Bring existing Markdown content into Topicary as topics. Import is available on Pro, Team, and Business plans.

Before you begin

  • You need a Pro, Team, or Business plan

  • Files must use standard CommonMark or GFM syntax — custom Markdown extensions (admonitions, tabs, math blocks) are not supported

  • Maximum file size: 5 MB per file, or 50 MB as a zip archive

Plan your migration

Markdown import is the cleanest migration path — the format translates directly to Topicary's editor with minimal loss.

  1. Organize files first. The folder structure becomes the map hierarchy when you check "Create a map from folder structure." Arrange folders and files in the order you want before importing.

  2. Check image references. Local image paths (./images/screenshot.png) are preserved as URLs but the image files are not uploaded. Use absolute URLs or plan to re-upload images after import.

  3. Use YAML frontmatter for titles. If your Markdown files include title: in YAML frontmatter, Topicary uses that as the topic title. Otherwise it falls back to the first H1 heading, then the filename.

Import files

  1. Go to Topics in the sidebar.

  2. Click Import, or drag Markdown files directly onto the page.

  3. In the import dialog, select .md or .markdown files.

  4. Preview cards appear showing the extracted title, format badge, and a content snippet.

  5. Click Import to create topics.

How titles are extracted

Topicary checks for a title in this order:

  1. YAML frontmatter title field

  2. The first # H1 heading in the content

  3. The filename (without extension)

Here is an example showing how Topicary extracts the title from YAML frontmatter:

---
title: Configure single sign-on
description: This field is ignored during import.
author: Jane Smith
---

# Configure single sign-on

Follow these steps to enable SSO for your organization.

In this example, Topicary uses the frontmatter title value ("Configure single sign-on") as the topic title. The description and author fields are ignored — only title is extracted.

Only the title field from YAML frontmatter is used during import. All other frontmatter fields (description, author, tags, custom metadata) are silently ignored. If you need that metadata in Topicary, apply it manually using tags or custom fields after import.

What's preserved

  • Headings (H1–H6)

  • Bold, italic, strikethrough, inline code

  • Bullet lists, ordered lists, task lists

  • Tables

  • Code blocks with language hints

  • Blockquotes

  • Images (as URLs — local image paths are not uploaded)

  • Links

Import multiple files with structure

When importing multiple files at once, check "Create a map from folder structure" to preserve the directory hierarchy as a map. Subdirectories become nested sections.

Before importing a folder of Markdown files, arrange the files and subfolders in your desired order.

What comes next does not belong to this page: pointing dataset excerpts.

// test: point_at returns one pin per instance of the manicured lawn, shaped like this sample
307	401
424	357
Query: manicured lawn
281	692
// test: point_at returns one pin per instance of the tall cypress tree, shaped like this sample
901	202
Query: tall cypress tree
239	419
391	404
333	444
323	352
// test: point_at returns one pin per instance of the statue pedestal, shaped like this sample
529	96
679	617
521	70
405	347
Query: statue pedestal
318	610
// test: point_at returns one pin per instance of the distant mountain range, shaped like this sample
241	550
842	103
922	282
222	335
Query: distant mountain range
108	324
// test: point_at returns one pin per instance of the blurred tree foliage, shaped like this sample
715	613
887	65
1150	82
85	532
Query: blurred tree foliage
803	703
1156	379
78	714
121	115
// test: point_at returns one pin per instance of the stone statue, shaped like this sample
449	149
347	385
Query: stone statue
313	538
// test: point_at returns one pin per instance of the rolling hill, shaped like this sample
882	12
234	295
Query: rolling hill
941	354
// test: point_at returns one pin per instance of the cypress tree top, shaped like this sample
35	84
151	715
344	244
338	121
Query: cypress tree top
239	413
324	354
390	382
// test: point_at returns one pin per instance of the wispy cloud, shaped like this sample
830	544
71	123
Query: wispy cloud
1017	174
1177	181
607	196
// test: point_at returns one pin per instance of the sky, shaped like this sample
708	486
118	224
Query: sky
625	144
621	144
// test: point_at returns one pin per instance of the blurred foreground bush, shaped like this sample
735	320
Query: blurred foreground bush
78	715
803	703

Topicary uses alphabetical ordering from the filesystem, so prefixing filenames with numbers (e.g., 01-getting-started.md, 02-configuration.md) gives you control over the initial map order.

What's not preserved

  • Local image file paths — the reference is kept but the image file itself is not uploaded; use absolute URLs or re-upload after import

  • YAML frontmatter fields other than title — custom metadata fields are ignored

  • HTML blocks embedded in Markdown — raw HTML may not render as expected; review after import

  • Custom Markdown extensions (admonitions, callout syntax, math blocks from specific renderers) — only standard CommonMark and GFM syntax is supported

Limits

  • Maximum file size: 5 MB per file

  • Maximum archive size: 50 MB (200 MB decompressed)

Post-import checklist

  1. Review imported topics for formatting accuracy — most Markdown transfers cleanly.

  2. Re-upload any images that used local file paths.

  3. If you imported a folder structure as a map, check the hierarchy and adjust ordering.

  4. Identify repeated content across topics and extract it into Topicary components for single-source reuse.

  5. Publish a test target and review the output.